My Lady’s Choice by Lyn Stone

Posted by Mrs Giggles on June 30, 2000 in 1 Oogie, Book Reviews, Genre: Historical

My Lady's Choice by Lyn Stone

Harlequin Historical, $4.99, ISBN 0-373-29111-6
Historical Romance, 2000

Let me hit my head against the wall three times hard. Duhhh… ahem, ahem, okay, okay, let me at it! Let me at it! Oops, excuse me. I’ve still barely recovered from reading My Lady’s Choice.

Lady Sara Fernstowe is your typical medieval heroine. She’s feisty, she runs the lands after her father died, she is a healer, she needs to marry now.
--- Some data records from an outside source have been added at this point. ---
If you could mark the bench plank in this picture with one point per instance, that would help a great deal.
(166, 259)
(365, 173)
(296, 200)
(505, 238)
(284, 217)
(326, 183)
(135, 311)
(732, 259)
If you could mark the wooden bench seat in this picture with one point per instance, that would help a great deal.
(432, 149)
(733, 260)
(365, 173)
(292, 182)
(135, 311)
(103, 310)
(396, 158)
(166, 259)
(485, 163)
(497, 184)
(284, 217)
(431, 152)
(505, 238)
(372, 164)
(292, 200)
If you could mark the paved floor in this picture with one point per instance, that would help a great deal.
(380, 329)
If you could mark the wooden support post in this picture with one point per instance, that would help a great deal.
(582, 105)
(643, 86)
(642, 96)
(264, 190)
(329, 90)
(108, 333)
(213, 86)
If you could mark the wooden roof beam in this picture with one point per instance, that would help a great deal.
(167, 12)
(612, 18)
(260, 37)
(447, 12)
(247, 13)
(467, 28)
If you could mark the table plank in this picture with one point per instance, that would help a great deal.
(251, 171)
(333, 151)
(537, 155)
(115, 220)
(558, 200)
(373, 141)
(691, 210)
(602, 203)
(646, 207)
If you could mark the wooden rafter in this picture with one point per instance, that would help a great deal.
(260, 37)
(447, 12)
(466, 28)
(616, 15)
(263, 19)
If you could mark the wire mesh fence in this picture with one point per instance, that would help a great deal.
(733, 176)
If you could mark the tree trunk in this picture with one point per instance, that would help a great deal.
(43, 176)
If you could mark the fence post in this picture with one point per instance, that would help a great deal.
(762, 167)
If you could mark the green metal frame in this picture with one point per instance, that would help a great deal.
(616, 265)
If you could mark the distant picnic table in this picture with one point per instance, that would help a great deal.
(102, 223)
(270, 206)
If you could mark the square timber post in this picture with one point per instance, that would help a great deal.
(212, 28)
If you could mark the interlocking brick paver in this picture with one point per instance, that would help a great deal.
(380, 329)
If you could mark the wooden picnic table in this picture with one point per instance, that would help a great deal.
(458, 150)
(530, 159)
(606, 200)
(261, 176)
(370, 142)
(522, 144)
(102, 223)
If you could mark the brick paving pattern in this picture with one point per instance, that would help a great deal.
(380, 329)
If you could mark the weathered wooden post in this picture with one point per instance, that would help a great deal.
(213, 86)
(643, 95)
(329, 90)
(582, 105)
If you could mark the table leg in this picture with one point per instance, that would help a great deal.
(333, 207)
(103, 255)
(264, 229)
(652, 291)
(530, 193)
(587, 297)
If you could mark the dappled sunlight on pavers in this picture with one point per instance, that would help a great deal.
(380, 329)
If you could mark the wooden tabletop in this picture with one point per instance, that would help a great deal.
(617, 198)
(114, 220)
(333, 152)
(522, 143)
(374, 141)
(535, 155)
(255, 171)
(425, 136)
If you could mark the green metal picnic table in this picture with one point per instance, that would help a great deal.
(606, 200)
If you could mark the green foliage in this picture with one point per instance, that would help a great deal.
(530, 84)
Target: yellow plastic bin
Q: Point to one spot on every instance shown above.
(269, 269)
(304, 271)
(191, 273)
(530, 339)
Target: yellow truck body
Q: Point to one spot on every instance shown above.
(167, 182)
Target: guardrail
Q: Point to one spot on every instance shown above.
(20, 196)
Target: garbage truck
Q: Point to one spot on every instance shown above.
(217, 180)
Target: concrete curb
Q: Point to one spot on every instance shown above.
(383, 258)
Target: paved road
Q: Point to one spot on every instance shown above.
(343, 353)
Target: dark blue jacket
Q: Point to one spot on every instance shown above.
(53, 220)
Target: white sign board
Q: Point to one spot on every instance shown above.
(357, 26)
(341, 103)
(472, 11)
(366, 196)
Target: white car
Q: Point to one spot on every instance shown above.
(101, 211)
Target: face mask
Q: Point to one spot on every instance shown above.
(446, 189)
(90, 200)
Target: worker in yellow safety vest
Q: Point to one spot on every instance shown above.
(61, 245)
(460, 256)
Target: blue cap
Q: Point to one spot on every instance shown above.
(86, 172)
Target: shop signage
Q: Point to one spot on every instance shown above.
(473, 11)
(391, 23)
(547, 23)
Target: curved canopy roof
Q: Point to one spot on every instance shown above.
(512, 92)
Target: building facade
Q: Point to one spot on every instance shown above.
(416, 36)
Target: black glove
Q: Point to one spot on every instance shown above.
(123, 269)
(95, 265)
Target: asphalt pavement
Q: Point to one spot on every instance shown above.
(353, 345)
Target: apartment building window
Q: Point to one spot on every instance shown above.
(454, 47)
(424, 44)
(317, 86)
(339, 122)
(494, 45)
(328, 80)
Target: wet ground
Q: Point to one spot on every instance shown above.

Richard Strode is the typical medieval hero – the King’s best friend, hates all women because his wife was a lying pig (but the world believes he really loved her though), and he will never love again. In short, Mr Perfect Knight in Shining Armor.

So when Richard is ill and delirious, and Sara heals him, she asks the King to wed them. Hurry, milord, before he awakes! So when Richard wakes up, hello, he’s a married man now. Uh oh.

Hmmm… surely there are better ways of getting married, even in medieval times, aren’t there?

Richard is not happy, but hey, his mighty lance of power disagrees. Consummation of the marriage commences even despite Richard’s assertion that they marry in name only. But this marriage-of-convenience angle could have been tolerable if Sara didn’t then try to behave like some failed Wonder Woman transplanted in medieval times. She behaves as if she has gone bonkers entirely, running headlong in danger and requiring the hero to rescue her again and again. And of course, she believes Richard will never love her. How could he – he loves his dead wife! Boo hoo hoo…

Richard is weird. He loves a king who makes him hunt down his own brother. Then again, go figure. Maybe King Edward is more like Richard the Lionheart than historians think, and maybe he and Dicky have been doing some private jousting sessions.

Richard and Sara are stereotypes and their relationship develops in a manner so predictable and tired that I can hear the earsplitting screech of rusty machinery forced into activity after the fourth chapter. Then they have to act in manners best described kindly as “moronic” (especially Sara). The characterization doesn’t make sense and sometimes contradicts itself from chapter to chapter. The surfeit of danger scenes bore me. The dull and overdone psychology make me aware that the clock is ticking fast… tick tick tick…

In the end, My Lady’s Choice is a very frustrating read – it’s simultaneously extremely annoying and very, very dull. I’ve had much more fun listening to stones being jack-hammered outside my window.